We haven’t even talked about what Nolan and cinematographer Hotye van Hoytema (Spectre. Tinker Tailer Soldier Spy. Let the Right One In. Yeah, he’s effing good) did on that 65mm film they shot the film in. Dunkirk mixes intimacy with scale in an intoxicating way. The sheer amount of sky surrounding the Spitfires manned so ably by Tom Hardy and Jack Lowden is astonishing, a sky that could rain down machine gun fire or bombs at any moment. The sweep of that sky makes such effective use of the 70mm frame, highlighting the loneliness of the fighters striving to protect the soldiers on the beach, the puny number of fighters out of all proportion to the numbers of boots on the ground, each fighter doing what little it can in the face of a massive task.
Tom Hardy’s Spitfire pilot is the closest we come to a traditional hero in this otherwise utterly non-traditional war movie.
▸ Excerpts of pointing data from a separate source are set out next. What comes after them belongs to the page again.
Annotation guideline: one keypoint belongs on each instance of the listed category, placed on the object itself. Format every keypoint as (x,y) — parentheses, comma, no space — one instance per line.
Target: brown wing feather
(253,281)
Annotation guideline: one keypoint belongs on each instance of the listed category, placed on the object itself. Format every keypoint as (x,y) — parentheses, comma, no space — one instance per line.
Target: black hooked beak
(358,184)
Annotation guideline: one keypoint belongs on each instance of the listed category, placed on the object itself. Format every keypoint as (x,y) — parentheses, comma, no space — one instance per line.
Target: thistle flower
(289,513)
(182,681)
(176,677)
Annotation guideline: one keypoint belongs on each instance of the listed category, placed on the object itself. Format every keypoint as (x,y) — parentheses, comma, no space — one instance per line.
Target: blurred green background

Dunkirk does not have, or need, a lot of dialogue; faces and gestures tell the story. Tom Hardy doesn’t even get his entire face — for most of the film he is 1940 era good guy Bane, his face covered by goggles and an oxygen mask. The end of this fighter pilots storyline though is a microcosm of what Dunkirk is really about. The miracle rescue, when home came to these stranded soldiers, was a transitory moment of powerful symbolic resonance. It was a trauma visited on thousands and a triumph of spirit that inspired a nation, and indeed a world, to resistance against evil, but it was neither the beginning or end of the story. It was not an unalloyed success; the mission just erased some of the bitterness of defeat, as it was a retreat nevertheless. The images at the end of Hardy’s story are potent reminders of all of these facts combined into one eloquent moment, which I wouldn’t dare spoil.
In the end, Dunkirk is ambivalent about war and its human cost, ambivalent about heroism and what it can accomplish. It is not suspicious or cynical about the capacity of human beings for empathy in the face of suffering or the need for sacrifice in the service of a larger cause, but it is not blind about the size of that sacrifice and how often the failures of our leaders force us to rise to an occasion that should never have existed. Dunkirk is, against all of my expectations, exactly the film I wanted and needed to tell this story of desperation and triumph and terror and loss. Dunkirk is, without question for me, Christopher Nolan’s best film, the best film (so far) of 2017 and a formidable indication of what Nolan can accomplish going forward. Damn. It. All.